In June, the Orioles had four players firing at a high level — third baseman Manny Machado (.370 average with five home runs), Schoop (.355 with five home runs), center fielder Adam Jones (.314 with 11 home runs) and Kim (.333). First baseman Chris Davis (.284 with nine home runs) and right fielder Mark Trumbo (.281 with eight home runs) weren't just power-only guys. They hit for average a bit, too.
August wasn't the worst month for the Orioles offense — May and July hold those distinctions — but this home run record didn't come as part of a well-rounded attack. Machado hit .312 with 10 home runs, and Trumbo and Davis added 10 apiece, but hit .184 and .214, respectively. Jones hit .309, but he and Machado were the only ones at that level.

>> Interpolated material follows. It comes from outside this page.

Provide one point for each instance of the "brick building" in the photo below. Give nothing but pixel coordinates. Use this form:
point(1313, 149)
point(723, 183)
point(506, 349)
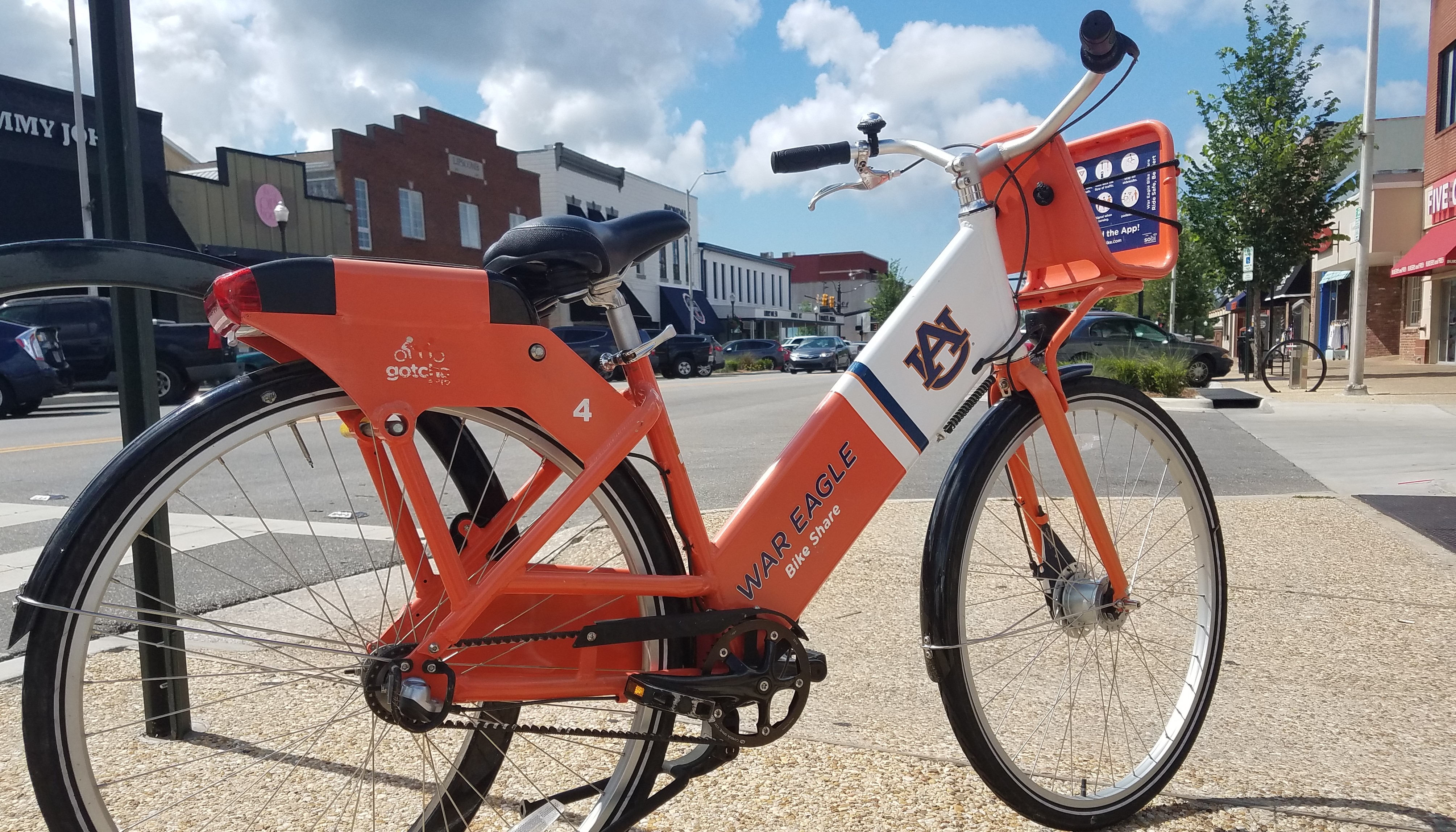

As a team, the Orioles in August were 15th in runs (132), 20th in hits (244), 29th in walks (70), 23rd in average (.250), 25th in on-base percentage (.306) and third in slugging (.461).
So what caused the difference? It's hard to really say. You can't even point to the natural reason of strikeouts -- they had 231 in June and 214 in August. The fact that nothing really jumps out makes it all the more baffling. It's really that they didn't do much outside of their home runs.
In June, they scored 79 runs off home runs, accounting for 42.7 percent of their 185 runs that month. Their 55 home runs in August accounted for 81 runs, 61.4 percent of their 132 runs scored.
Extrapolated out a bit, they scored 6.61 runs per game in June, with 3.78 runs per game outside of their home runs. This month, they've scored 4.55 runs per game, with 1.76 runs per game coming on nonhomers. So if you want to know where those two runs per game went, and why the Orioles were 13-16 in August as opposed to the 19-9 their June home run record earned, there's a major reason.
Everything outside of the Orioles' signature skill, hitting home runs, dried up, and the offense couldn't recover around it.